It’s the end of a long day here in Montreal, but the prospect of a weekend at the Manse perks a person up – despite the long nighttime drive that it’ll take to get there on Friday after work, and the fact that most of my weekend should by rights be spent raking leaves from the lawn. But anyway, let’s not think about that. Let’s talk (briefly) about garlic.
I gather the undisputed garlic queen of Hastings County is Elly Blanchard of Railway Creek Farms in Cooper, the tiny hamlet not far from Queensborough where one of the three United Churches on the Queensborough Pastoral Charge used to be back in the early 1960s when my family was first at the Manse. If I saw correctly the last time Raymond and I passed through Cooper, Railway Creek Farm is the place where Rex and Phyllis Rollins, a wonderful couple and stalwarts of the Cooper church (and later, after it closed, St. Andrew’s in Queensborough) used to live. I have happy memories of enjoying Sunday dinners at Rex and Phyllis’s handsome brick home.

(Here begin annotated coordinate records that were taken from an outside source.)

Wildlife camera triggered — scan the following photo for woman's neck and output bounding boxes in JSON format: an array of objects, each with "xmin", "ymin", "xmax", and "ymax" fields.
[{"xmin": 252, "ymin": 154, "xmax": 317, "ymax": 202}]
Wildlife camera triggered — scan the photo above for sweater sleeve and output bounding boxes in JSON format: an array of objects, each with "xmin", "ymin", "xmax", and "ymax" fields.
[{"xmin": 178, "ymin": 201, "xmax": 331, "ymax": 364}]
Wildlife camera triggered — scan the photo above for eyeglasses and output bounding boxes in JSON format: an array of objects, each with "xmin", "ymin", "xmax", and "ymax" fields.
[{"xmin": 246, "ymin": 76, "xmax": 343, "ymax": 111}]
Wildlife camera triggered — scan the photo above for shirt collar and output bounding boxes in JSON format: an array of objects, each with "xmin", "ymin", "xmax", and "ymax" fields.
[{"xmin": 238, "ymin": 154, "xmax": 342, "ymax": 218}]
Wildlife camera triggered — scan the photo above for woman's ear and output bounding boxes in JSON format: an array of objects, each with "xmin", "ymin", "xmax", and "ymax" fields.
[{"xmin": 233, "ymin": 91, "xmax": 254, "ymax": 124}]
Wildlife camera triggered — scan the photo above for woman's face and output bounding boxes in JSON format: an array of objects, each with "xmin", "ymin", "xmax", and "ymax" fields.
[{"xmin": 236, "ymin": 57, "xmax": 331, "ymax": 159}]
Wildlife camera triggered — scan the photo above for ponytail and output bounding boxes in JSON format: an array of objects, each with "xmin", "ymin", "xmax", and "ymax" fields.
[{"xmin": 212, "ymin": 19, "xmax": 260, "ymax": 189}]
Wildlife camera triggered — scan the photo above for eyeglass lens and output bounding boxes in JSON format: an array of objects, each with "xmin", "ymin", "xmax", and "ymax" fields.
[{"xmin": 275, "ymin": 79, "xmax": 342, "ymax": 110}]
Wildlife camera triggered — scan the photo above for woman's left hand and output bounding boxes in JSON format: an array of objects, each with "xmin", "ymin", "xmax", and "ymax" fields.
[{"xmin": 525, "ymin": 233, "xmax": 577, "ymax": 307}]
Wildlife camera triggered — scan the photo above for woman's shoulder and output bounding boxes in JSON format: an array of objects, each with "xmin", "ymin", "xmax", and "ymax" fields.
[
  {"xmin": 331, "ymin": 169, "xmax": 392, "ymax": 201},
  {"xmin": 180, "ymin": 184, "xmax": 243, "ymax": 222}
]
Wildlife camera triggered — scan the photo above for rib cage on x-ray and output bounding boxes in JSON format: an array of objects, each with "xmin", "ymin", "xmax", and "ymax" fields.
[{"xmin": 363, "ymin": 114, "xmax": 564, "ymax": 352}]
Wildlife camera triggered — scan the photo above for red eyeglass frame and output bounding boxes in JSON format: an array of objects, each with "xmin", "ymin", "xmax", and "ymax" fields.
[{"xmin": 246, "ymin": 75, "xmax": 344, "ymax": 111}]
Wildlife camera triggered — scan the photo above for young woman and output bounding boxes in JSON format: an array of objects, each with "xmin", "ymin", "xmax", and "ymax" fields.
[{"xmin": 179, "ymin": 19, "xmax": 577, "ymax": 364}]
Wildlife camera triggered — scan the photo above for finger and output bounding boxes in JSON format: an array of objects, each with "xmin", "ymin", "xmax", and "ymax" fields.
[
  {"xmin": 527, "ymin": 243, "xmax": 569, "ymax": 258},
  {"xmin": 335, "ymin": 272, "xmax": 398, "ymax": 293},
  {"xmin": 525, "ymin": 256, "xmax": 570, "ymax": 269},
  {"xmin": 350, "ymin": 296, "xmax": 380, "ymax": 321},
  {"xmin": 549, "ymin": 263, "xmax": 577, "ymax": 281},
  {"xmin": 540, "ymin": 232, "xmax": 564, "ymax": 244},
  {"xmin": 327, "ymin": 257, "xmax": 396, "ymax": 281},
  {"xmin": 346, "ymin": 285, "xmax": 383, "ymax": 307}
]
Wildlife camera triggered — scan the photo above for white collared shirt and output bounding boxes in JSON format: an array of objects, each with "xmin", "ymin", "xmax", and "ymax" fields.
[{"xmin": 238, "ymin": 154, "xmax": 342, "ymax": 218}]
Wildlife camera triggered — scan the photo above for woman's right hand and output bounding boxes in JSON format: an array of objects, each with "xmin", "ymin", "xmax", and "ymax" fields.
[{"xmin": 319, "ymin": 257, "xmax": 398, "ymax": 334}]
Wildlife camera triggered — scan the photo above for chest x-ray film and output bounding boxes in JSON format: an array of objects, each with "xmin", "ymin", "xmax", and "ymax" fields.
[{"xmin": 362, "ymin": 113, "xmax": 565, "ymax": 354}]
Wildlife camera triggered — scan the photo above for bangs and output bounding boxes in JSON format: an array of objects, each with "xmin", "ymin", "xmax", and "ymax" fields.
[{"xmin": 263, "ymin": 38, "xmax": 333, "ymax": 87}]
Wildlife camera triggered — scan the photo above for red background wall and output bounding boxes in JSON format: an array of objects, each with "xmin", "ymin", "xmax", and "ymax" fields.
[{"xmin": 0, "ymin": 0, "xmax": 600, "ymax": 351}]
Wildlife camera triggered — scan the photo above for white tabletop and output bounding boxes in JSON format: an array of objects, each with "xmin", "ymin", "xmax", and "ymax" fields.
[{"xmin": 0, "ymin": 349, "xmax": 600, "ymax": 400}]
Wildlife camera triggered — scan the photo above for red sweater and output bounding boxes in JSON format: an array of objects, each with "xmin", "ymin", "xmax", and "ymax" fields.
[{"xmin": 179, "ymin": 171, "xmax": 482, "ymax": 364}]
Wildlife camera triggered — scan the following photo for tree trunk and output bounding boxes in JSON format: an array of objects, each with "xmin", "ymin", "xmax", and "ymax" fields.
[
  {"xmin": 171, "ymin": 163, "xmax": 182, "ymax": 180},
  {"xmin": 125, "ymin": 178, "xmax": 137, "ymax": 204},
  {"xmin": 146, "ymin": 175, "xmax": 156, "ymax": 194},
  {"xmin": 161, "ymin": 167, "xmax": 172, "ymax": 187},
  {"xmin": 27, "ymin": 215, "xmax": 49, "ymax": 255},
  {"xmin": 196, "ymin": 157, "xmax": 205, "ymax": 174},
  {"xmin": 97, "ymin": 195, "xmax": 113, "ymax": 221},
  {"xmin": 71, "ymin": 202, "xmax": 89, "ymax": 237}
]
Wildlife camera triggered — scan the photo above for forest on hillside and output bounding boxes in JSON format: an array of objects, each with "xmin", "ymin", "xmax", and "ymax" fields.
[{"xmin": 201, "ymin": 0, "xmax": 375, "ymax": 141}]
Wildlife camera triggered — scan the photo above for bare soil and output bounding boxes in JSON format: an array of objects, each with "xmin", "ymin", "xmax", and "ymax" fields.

Raymond and I met Elly at the Madoc Fair, where she had a stand selling more kinds of garlic than I knew existed. We bought a sampling, some milder and some stronger, and Raymond labelled them all so we’d know what was what. Elly really has the garlic thing figured out, and will tell you just what variety you should use for various dishes. It’s really impressive, and really cool.
I have included garlic in the list of things I would like to grow when we eventually have a garden at the Manse. But in the meantime (and that may be a longish meantime) it’s clear that our garlic is generally going to come from Railway Creek Farms.
It makes me smile to think about garlic coming from Cooper. Back when I was a kid in those parts, I think garlic was, if not unheard-of, pretty rare. My mum used to have rarely-used bottles of McCormick’s garlic salt and garlic powder in the cupboard along with the other “spices.” But real fresh garlic? Not so much. Not at the Manse, ever. And not, I think, anywhere else much in the general vicinity, including Cooper.
So I think it’s just dandy that garlic – real garlic – is now a big product in Cooper. It’s culinary poetic justice.